ST. PAUL, Minn. (AP) - Eight Minnesota health plans have proposed big premium increases for 2016, ranging from 11 to 74 percent, drawing an angry response from Gov. Mark Dayton on Wednesday.

For example, Blue Cross and Blue Shield wants to raise prices on some of its plans by 50 to 58 percent. The rate increases are only proposals for now and must be approved by state regulators before they can be finalized, Minnesota Public Radio reported (https://bit.ly/1dN97iY).

“The proposed rate increases from Minnesota’s health insurers are outrageous, given that our state’s health care costs have been increasing by only 3 percent,” Dayton said in a statement. “They underscore the need for a rigorous review of those proposed rates by the Minnesota Department of Commerce before they become final on October 1st.”

Some of the policies will be offered through MNsure, the state health insurance exchange. The proposed increases do not include any potential government subsidies paid to offset the costs.

Under the federal Affordable Care Act, rate increase requests of 10 percent or more must be made public months before approval decisions. The proposed rates were posted Wednesday on the federal website healthcare.gov.


USDA: Bird flu vaccine not good enough for outbreak

MINNEAPOLIS (AP) - A bird flu vaccine doesn’t work well enough to approve it for emergency use against the current outbreak that’s shaken the Midwest poultry industry, the U.S. Department of Agriculture said Wednesday.

The USDA’s Animal and Plant Health Inspection Service said in a statement Wednesday that the current vaccine is not well matched against the highly pathogenic H5N2 virus and doesn’t provide enough protection.

“The vaccine currently available offers just 60 percent effectiveness in chickens, leaving 4 in 10 birds unprotected.
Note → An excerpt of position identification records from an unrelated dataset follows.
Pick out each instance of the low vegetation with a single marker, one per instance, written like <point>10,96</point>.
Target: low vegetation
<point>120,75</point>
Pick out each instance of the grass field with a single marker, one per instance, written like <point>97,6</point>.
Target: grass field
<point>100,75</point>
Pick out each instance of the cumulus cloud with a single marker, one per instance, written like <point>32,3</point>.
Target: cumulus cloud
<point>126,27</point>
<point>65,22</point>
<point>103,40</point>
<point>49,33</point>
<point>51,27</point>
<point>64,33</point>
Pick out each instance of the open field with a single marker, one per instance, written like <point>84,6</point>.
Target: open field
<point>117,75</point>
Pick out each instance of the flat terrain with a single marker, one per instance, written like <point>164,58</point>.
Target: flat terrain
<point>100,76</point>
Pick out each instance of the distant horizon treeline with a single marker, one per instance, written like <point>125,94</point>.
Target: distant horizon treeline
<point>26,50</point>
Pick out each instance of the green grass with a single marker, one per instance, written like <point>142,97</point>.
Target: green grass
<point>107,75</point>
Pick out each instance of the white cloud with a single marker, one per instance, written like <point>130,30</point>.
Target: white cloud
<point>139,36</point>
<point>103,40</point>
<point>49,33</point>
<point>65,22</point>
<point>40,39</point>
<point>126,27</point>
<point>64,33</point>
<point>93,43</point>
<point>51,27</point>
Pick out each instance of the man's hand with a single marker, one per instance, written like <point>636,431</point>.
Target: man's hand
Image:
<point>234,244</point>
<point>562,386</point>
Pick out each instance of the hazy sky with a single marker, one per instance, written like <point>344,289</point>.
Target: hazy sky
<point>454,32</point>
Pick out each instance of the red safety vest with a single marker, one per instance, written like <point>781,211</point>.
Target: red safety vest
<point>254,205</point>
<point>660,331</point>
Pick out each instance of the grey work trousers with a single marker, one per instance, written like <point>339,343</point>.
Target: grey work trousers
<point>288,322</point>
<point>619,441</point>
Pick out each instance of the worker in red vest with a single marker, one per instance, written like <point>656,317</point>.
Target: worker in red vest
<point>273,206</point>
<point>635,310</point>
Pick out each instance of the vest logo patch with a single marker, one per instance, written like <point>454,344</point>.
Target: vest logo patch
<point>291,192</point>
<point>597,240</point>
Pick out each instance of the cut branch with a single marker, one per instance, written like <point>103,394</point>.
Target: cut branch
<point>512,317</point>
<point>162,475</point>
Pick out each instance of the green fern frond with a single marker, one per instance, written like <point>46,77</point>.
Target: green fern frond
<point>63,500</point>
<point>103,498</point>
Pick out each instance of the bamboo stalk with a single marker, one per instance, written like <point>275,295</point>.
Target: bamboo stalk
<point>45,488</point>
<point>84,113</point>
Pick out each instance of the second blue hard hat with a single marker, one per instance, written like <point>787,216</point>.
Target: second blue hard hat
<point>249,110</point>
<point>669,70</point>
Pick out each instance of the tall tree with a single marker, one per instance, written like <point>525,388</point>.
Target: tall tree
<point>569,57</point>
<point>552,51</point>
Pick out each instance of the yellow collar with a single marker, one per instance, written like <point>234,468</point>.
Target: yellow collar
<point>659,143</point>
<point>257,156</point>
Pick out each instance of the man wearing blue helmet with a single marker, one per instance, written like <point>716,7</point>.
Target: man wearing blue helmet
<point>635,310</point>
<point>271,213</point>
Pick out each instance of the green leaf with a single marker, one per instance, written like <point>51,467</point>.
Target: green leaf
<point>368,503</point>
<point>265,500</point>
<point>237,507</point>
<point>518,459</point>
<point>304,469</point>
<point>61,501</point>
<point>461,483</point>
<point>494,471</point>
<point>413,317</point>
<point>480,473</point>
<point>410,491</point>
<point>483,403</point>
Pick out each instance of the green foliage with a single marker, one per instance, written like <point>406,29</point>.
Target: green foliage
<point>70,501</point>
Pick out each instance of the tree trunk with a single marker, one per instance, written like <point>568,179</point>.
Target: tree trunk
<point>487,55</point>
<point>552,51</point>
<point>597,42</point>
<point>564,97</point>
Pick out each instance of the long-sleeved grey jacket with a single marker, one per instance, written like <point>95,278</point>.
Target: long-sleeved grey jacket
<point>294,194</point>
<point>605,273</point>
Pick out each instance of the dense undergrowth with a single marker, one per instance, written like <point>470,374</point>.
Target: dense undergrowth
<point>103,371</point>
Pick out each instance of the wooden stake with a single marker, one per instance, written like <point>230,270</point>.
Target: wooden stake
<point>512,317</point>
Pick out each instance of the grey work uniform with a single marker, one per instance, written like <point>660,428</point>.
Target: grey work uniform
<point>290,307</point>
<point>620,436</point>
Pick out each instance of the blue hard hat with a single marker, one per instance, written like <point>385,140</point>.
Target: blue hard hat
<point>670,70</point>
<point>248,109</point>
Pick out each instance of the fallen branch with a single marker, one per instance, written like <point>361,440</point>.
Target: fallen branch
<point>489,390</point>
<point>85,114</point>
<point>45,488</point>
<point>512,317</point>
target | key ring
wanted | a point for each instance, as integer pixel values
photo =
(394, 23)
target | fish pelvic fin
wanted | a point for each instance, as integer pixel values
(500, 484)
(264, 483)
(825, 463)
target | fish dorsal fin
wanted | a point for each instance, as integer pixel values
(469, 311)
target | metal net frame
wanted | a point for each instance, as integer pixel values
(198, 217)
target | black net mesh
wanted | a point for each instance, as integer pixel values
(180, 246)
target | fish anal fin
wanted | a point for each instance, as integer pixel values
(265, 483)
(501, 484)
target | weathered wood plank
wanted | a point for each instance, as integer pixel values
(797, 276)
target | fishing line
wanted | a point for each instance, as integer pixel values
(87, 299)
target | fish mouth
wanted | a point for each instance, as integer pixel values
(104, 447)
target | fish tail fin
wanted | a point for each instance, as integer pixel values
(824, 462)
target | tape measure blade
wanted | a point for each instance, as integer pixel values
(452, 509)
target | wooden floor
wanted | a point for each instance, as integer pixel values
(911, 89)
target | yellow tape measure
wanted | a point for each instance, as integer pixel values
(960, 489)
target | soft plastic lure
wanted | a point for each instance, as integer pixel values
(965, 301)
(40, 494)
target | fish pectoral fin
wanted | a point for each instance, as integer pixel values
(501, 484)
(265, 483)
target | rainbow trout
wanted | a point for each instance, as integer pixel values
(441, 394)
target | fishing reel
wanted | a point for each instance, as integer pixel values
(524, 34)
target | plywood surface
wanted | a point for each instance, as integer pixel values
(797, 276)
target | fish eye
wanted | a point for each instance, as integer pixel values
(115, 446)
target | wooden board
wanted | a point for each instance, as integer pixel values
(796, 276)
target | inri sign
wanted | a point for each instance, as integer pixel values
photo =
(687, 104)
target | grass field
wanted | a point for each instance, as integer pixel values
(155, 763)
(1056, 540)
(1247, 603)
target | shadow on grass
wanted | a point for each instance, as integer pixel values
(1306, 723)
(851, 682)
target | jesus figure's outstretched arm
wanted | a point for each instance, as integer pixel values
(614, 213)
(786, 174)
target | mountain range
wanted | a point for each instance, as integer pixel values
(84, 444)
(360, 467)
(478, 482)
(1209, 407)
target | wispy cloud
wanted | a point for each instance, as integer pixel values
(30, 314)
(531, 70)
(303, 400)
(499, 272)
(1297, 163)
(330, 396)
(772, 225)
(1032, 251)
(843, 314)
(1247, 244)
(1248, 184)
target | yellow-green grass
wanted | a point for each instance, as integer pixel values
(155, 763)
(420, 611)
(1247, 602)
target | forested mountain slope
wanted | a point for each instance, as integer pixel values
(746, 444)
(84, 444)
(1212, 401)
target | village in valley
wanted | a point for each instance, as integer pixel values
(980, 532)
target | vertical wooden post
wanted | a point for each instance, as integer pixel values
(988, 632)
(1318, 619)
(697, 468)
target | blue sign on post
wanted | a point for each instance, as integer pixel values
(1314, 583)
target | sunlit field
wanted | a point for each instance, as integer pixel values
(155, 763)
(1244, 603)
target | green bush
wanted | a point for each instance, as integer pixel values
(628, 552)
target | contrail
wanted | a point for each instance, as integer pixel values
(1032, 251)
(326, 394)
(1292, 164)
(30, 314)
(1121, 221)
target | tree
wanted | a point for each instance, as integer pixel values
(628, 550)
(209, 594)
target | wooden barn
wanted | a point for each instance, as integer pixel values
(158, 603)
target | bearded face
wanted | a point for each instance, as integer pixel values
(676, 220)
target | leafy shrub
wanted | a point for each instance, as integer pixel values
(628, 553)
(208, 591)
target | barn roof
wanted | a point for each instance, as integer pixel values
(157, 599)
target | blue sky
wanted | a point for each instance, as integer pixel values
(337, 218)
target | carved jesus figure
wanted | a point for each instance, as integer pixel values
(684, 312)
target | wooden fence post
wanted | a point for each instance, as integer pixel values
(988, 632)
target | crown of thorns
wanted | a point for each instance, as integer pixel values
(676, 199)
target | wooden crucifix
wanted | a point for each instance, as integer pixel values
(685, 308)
The vaccine’s effectiveness in turkeys is still being studied,” it said.

By the USDA’s count, bird flu has cost chicken and turkey producers more than 45 million birds since early March, mostly in Iowa and Minnesota.

The USDA said it will continue to support efforts to develop more effective vaccines, and will re-evaluate its decision as those become ready for use. The agency said it will carefully consider both the efficacy of any new vaccine and the potential foreign trade losses.